Il fallait croire aux universités de la couronne, car Amiens, Reims, Orléans ou Tours, c'était de vraies villes construites de douleurs et de joies, contre nous, la haute technocratie à toujours préféré favoriser une croissance de Paris dissimulée et repoussée dans de semi-déserts au sein de villes artificielles.
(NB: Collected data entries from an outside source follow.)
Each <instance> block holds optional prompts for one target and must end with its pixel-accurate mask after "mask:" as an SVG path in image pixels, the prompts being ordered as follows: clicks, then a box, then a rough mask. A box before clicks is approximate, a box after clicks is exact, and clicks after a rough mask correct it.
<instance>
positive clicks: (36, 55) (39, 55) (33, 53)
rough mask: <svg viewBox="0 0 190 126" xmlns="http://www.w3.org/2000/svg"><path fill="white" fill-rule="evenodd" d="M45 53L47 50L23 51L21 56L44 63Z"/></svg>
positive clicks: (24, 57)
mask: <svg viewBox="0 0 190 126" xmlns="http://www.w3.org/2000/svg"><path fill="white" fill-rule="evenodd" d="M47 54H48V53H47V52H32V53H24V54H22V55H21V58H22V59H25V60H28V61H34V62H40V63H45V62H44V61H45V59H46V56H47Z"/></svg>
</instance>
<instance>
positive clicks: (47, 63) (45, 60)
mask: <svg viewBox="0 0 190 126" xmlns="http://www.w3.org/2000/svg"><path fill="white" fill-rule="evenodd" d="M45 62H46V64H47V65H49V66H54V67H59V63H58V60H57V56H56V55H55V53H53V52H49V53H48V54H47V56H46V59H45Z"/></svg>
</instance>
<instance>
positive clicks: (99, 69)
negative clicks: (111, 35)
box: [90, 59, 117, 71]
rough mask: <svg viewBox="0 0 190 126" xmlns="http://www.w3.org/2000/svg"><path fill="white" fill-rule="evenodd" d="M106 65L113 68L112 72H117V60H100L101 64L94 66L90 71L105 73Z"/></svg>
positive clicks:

Revenons au fil du temps. En 1963, le B.R.G.M. tourne sa décentralisation vers Orléans ; de catalyseur, je redeviens simple acteur : d'autres discutent avec la mairie, la S.E.M.P.E.L., mais moi, je parle avec Roger qui m'apprend un peu Orléans. On pose la première pierre du B.R.G.M. fin octobre 1964 ; grâce à M. Cavaud et grâce à notre regretté Dufranc la construction avance vite dans une Sologne détrempée plus proche des marais du Pripet que de la douceur ligérienne, ce qui permet à l'inauguration de la première tranche de bâtiments fin octobre 65 d'emménager matériel et personnel, ce dernier ayant certes des bottes, bien utiles pour les quelques chasseur d'entre nous, à la fête dans cette pré-ville plus riche en gibier qu'en routes ou en habitants. En effet, nous étions seuls avec l'école des travailleuses familiales, les logements des “rapatriés d'Algérie“, les bâtiments provisoires (et encore “vaillants“ aujourd'hui) des embryons de ce qui deviendra les facultés de Sciences et de Droit de l'université créée le 1er janvier 1966. Et pourtant trois ans après tous les services scientifiques et techniques du B.R.G.M. étaient installés à La Source.


La ville et le conseil général avaient mis dès l'origine 80 ha à la disposition du C.N.R.S., en sus des 100 réservés à l'enseignement supérieur ; le C.N.R.S. c'était une nécessité absolue pour réaliser un ensemble scientifique. Or, nous avons eu la chance d'avoir deux amis, et de quel poids : l'un, Hubert Curien, directeur scientifique, puis directeur général du C.N.R.S., ligérien de cœur depuis quelques années, l'autre, Charles Sadron, chercheur prestigieux, qui nous amena sur le tapis volant de sa réputation, l'essentiel de son célèbre laboratoire de biophysique moléculaire. En 1966, Orléans-La Source devient donc une des neuf métropoles de recherche du C.N.R.S. et un de nos rêves pouvait prendre forme, la création d'une trilogie enseignement - C.N.R.S. - organismes de recherche appliquée. De plus, nous étions tous fermement décidés à ne pas laisser Paris faire de cette trilogie, un fourre - tout (encore actuellement Orléans est considéré par la technostructure parisienne comme “une capitale régionale à fonctions incomplètes” mais à jouer des dominantes fonctions des premiers “parieurs” : géosciences, biophysique et biochimie.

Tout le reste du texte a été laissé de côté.